A Fort Greene dance studio is not ready to let the beat drop.
The Cumbe Center for African and Diaspora Dance on Fulton Street is getting the boot to make way for a luxury residential tower. The departure will end three years in the space above a bagel shop between Flatbush Avenue and Rockwell Place, and will cut short a 10-year lease, forcing the dancers to scramble to find a new home, one of the studio’s directors said.
“It’s a huge blow for a young organization,” Jimena Martinez said. “We were taken by surprise.”
Cumbe runs 50 dance classes each week, focusing on dances, traditional and contemporary, from Africa or influenced by African cultures. The center’s 2,000 students heard about the impending move in June, when the current landlord informed Cumbe honchos that their building had been sold. They have until the end of January to clear out.
Building permits show that a 19-story residential tower will rise on the spot, bringing ground-floor retail and another 157 apartments to the rapidly transforming area. The tower will extend all the way to Flatbush Avenue, where a corner storefront housed a short-lived Five Guys Burgers and Fries and has recently contained a succession of temporary retailers.
Martinez said the move stings because studio management put so much money into building out the current facility, and will have to spend that money over again once a new home is found.

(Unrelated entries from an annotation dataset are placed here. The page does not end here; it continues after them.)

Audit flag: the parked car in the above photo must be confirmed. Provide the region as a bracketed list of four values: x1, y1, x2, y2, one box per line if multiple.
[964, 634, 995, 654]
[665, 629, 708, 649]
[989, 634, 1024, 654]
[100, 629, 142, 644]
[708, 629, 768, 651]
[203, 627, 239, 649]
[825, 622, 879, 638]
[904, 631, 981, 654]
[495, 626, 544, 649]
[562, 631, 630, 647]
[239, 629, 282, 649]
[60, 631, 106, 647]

“We had invested quite a bit in the space, and we’ll have to do it again,” she said.
Flatbush resident Dominique Taylor takes classes at Cumbe and said it has taught her a new way of thinking about music and movement that is totally distinct from European and American conventions.
“If you start trying to understand it in terms of Western music, you just can’t,” Taylor said, noting that the rhythms of certain cultures seemed completely foreign to her at first. “You have to open yourself up to the sound-scape and feel the rhythm.”
Beyond learning to dance, people attend Cumbe for the camaraderie, another student said.
“Cumbe’s atmosphere has a communal focus,” said Rachel Wyman, a student from Crown Heights. “It’s something that means a lot to me. It’s like a family. It’s not just about dancing.”
Cumbe is raising money to cover the move, and is working with the Downtown Brooklyn Partnership and Councilwoman Laurie Cumbo (D–Fort Greene) to find a new space in the area its staff and students have come to love. Martinez knows that costs in Downtown and Fort Greene are through the roof, but she thinks it is important to figure out how to maintain a presence there.
“The growth in Downtown Brooklyn is a good thing, but there’s a lot that needs to be done to ensure that the flavor of the neighborhood — and the institutions that give it that flavor — survive,” she said.